Patrick aprovechó el momento, dando un paso adelante.

—William, debería saber —este hombre es el hermano mayor de Ethan Sterling. Lo reconocí del incidente en el extranjero.

El ambiente en la habitación cambió instantáneamente. El rostro del Abuelo se enrojeció de ira, su aroma volviéndose agudo con indignación.

—¿Qué? ¿Estás emparentado con ese Ethan Sterling? ¡Así que también eres un mentiroso!

Mi corazón se hundió mientras Patrick continuaba su ataque.

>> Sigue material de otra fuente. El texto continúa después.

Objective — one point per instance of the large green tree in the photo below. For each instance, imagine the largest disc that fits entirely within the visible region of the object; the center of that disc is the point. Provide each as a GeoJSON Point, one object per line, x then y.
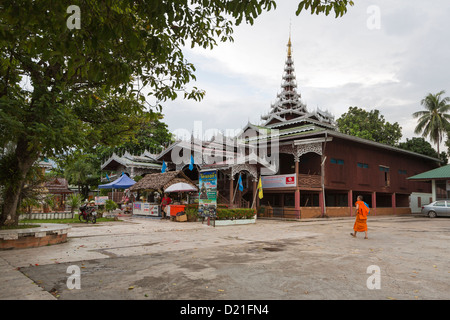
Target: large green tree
{"type": "Point", "coordinates": [69, 69]}
{"type": "Point", "coordinates": [434, 121]}
{"type": "Point", "coordinates": [369, 125]}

—Su familia parece decidida a atormentar a Victoria. Ella era una vez tan vibrante y confiada antes de que Ethan destruyera eso. ¿Y ahora qué? ¿Descubriste que es la heredera Lancaster y pensaste que también probarías suerte?

Las palabras de Patrick estaban calculadas para inflamar los instintos protectores de mi abuelo.

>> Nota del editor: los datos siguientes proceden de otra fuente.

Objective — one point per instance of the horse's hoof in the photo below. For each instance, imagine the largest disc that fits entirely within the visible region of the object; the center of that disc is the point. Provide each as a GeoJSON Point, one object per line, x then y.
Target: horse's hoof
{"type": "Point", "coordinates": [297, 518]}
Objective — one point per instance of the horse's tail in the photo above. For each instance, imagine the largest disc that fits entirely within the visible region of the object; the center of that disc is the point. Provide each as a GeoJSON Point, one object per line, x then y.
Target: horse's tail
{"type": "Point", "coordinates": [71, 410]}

—Victoria es demasiado bondadosa para culpar adecuadamente a tu familia por lo que sucedió —continuó—. Creció sin padres, sin protección… ¿ustedes piensan que eso la convierte en un blanco fácil?

La mención de mis padres me golpeó como un golpe físico, incluso desde la puerta. La pérdida que había moldeado toda mi vida estaba siendo utilizada como arma contra Damien y, por extensión, contra mi propia autonomía. Una furia fría comenzó a bullir bajo mi piel.

La mano del Abuelo tembló mientras señalaba hacia la puerta, su rostro contorsionado con rabia protectora.

—¡Fuera! —exigió, su voz temblando de emoción—. ¡Fuera ahora!

Necesitaba intervenir antes de que esto se saliera aún más de control.